Octavian gestured to Apollodorus, who looked exhausted. “Tell Her nuisance Majesty that Gaius Proculeius is here with me, and ask her if she’ll speak to him.”
“Proculeius?” came the thin clear voice. “Yes, I’ll speak to Proculeius. Antonius told me on his deathbed that I could trust Proculeius. Let him talk.”
“She won’t know one voice from another down that thing,” Octavian whispered to Proculeius.
But apparently she could tell the difference between voices, for when Octavian, having let her have speech with Proculeius, tried to take over the bizarre conversation, she recognized him and would not communicate. Nor would she talk to Thyrsus or Epaphroditus.

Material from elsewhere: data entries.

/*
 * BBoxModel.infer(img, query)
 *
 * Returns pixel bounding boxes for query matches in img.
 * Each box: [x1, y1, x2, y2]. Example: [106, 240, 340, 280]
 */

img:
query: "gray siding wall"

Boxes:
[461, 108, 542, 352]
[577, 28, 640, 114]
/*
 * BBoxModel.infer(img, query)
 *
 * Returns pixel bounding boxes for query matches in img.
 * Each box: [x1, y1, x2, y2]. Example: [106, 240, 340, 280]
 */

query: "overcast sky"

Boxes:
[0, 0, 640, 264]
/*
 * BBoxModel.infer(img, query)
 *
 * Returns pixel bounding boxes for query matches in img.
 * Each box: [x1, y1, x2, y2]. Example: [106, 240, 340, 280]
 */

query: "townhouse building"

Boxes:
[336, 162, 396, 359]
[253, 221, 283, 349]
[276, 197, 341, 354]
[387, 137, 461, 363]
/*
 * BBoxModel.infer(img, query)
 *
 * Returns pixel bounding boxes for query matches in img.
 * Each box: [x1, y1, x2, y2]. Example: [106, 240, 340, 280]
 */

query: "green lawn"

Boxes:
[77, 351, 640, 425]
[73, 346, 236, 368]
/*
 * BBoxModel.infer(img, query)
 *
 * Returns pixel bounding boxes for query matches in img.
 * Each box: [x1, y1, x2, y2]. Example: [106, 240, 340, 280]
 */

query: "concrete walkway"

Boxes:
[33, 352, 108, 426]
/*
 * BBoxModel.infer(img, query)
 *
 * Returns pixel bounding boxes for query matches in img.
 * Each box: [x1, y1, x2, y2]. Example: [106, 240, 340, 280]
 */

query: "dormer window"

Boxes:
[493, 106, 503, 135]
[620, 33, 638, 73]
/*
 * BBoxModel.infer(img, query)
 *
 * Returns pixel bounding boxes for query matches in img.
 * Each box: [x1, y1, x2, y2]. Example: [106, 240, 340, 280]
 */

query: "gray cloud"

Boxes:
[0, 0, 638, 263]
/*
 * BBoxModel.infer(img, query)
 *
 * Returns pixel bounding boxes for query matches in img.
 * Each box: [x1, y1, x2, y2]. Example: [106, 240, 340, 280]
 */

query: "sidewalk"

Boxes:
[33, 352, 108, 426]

“Oh, I don’t believe this!” Octavian cried. He rounded on Apollodorus. “Bring wine, water, food, chairs, and a table. If I have to coax Her nuisance Majesty out of this fortress, then at least let us be comfortable.”
But for poor Proculeius comfort wasn’t possible; the tube was too high up on the wall for him to sit in a chair, though some hours into the business Apollodorus appeared with a tall stool that Octavian suspected he had had made for the purpose, hence the delay. Proculeius’s orders were to assure Cleopatra that she was safe, that Octavian had no intention of killing her, and that her children were safe. It was the children that gnawed at her, not only their safety but their fate. Until Octavian agreed to let one of them rule in Alexandria and another in Thebes, she would not come out. Proculeius argued, entreated, coaxed, beseeched, reasoned, argued over again, fawned, badgered, all to no effect.